Metadata-Version: 2.1
Name: hypercluster
Version: 0.1.12
Summary: A package for automatic clustering hyperparameter optmization
Home-page: https://github.com/liliblu/hypercluster
Author: Lili Blumenberg, Ruggles Lab
Author-email: lili.blumenberg@gmail.com
License: UNKNOWN
Description: # Hypercluster
        A package for clustering optimization with sklearn. 
        
        ### Requirements:  
        pandas  
        numpy  
        scipy  
        matplotlib  
        seaborn  
        scikit-learn  
        hdbscan  
        
        Optional:
        snakemake
        
        
        ### Install  
        With pip:
        ```
        pip install hypercluster
        ```
        
        or with conda:
        ```
        conda install hypercluster
        # or
        conda install -c conda-forge -c bioconda hypercluster
        ```
        If you are having problems installing with conda, try changing your channel priority.

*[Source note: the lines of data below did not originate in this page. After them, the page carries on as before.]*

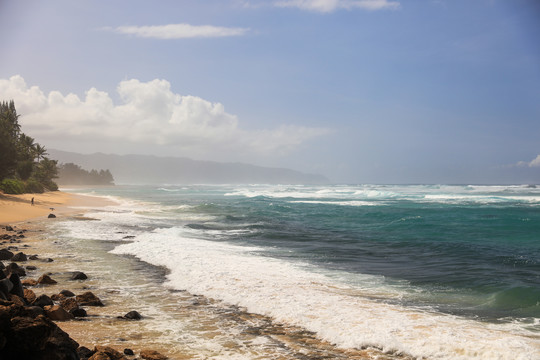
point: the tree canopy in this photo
(23, 164)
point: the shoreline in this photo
(104, 326)
(18, 208)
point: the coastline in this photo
(106, 326)
(18, 208)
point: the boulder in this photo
(46, 280)
(152, 355)
(78, 275)
(5, 287)
(84, 352)
(78, 312)
(17, 286)
(29, 296)
(57, 297)
(42, 301)
(5, 254)
(35, 338)
(56, 312)
(29, 282)
(133, 315)
(69, 304)
(109, 351)
(88, 299)
(67, 293)
(17, 300)
(19, 257)
(13, 268)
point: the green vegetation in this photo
(23, 164)
(71, 174)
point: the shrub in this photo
(34, 186)
(12, 186)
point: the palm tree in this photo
(40, 151)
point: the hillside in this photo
(148, 169)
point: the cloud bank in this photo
(179, 31)
(150, 115)
(326, 6)
(534, 163)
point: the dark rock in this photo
(5, 287)
(100, 356)
(56, 312)
(67, 293)
(46, 280)
(17, 300)
(109, 351)
(33, 338)
(19, 257)
(152, 355)
(69, 304)
(57, 297)
(5, 254)
(13, 268)
(42, 301)
(84, 352)
(133, 315)
(29, 296)
(29, 282)
(78, 275)
(17, 286)
(34, 311)
(88, 299)
(78, 312)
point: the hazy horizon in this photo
(372, 91)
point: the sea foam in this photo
(337, 312)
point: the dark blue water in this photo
(464, 250)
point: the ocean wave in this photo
(336, 312)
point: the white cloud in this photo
(150, 115)
(327, 6)
(534, 163)
(180, 31)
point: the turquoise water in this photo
(470, 252)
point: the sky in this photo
(361, 91)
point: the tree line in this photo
(24, 166)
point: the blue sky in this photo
(372, 91)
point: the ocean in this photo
(435, 272)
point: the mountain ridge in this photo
(152, 169)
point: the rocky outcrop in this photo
(24, 335)
(46, 280)
(88, 299)
(152, 355)
(77, 275)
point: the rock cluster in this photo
(27, 328)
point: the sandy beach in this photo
(19, 208)
(113, 281)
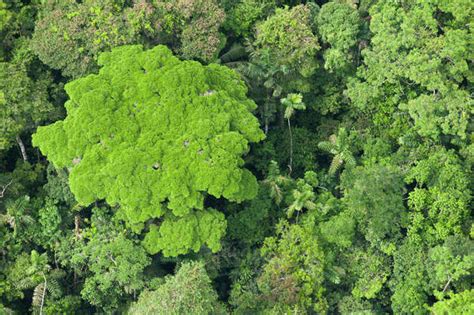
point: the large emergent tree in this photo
(155, 136)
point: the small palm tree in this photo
(16, 216)
(275, 181)
(339, 146)
(292, 103)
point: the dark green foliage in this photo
(188, 291)
(151, 189)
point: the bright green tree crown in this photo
(155, 135)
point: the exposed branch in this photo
(22, 148)
(3, 188)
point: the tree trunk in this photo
(77, 229)
(22, 148)
(290, 165)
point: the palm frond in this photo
(38, 295)
(336, 163)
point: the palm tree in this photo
(339, 146)
(292, 103)
(16, 216)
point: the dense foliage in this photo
(236, 156)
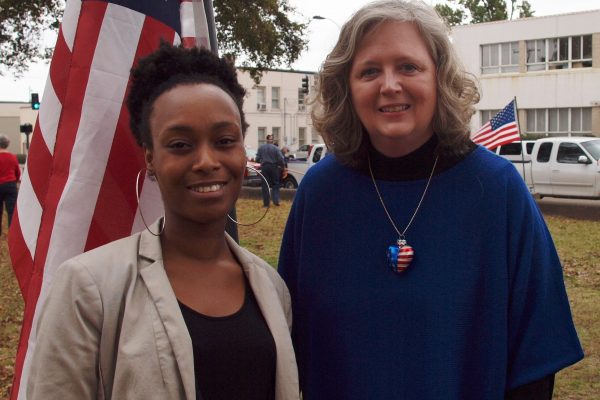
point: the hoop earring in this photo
(266, 211)
(137, 196)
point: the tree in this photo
(475, 11)
(260, 34)
(21, 26)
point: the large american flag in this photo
(501, 129)
(78, 188)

Priority of conda-forge > bioconda > defaults is recommended. 
        To check channel priority: `conda config --get channels`
        It should look like:
        ```
        --add channels 'defaults'   # lowest priority
        --add channels 'bioconda'
        --add channels 'conda-forge'   # highest priority
        ```
        
        If it doesn't look like that, try:
        ```
        conda config --add channels bioconda
        conda config --add channels conda-forge
        ```
        
        ### Docs 
        https://hypercluster.readthedocs.io/en/latest/index.html  
        
        It will also be useful to check out sklearn's page on [clustering](https://scikit-learn.org/stable/modules/clustering.html) 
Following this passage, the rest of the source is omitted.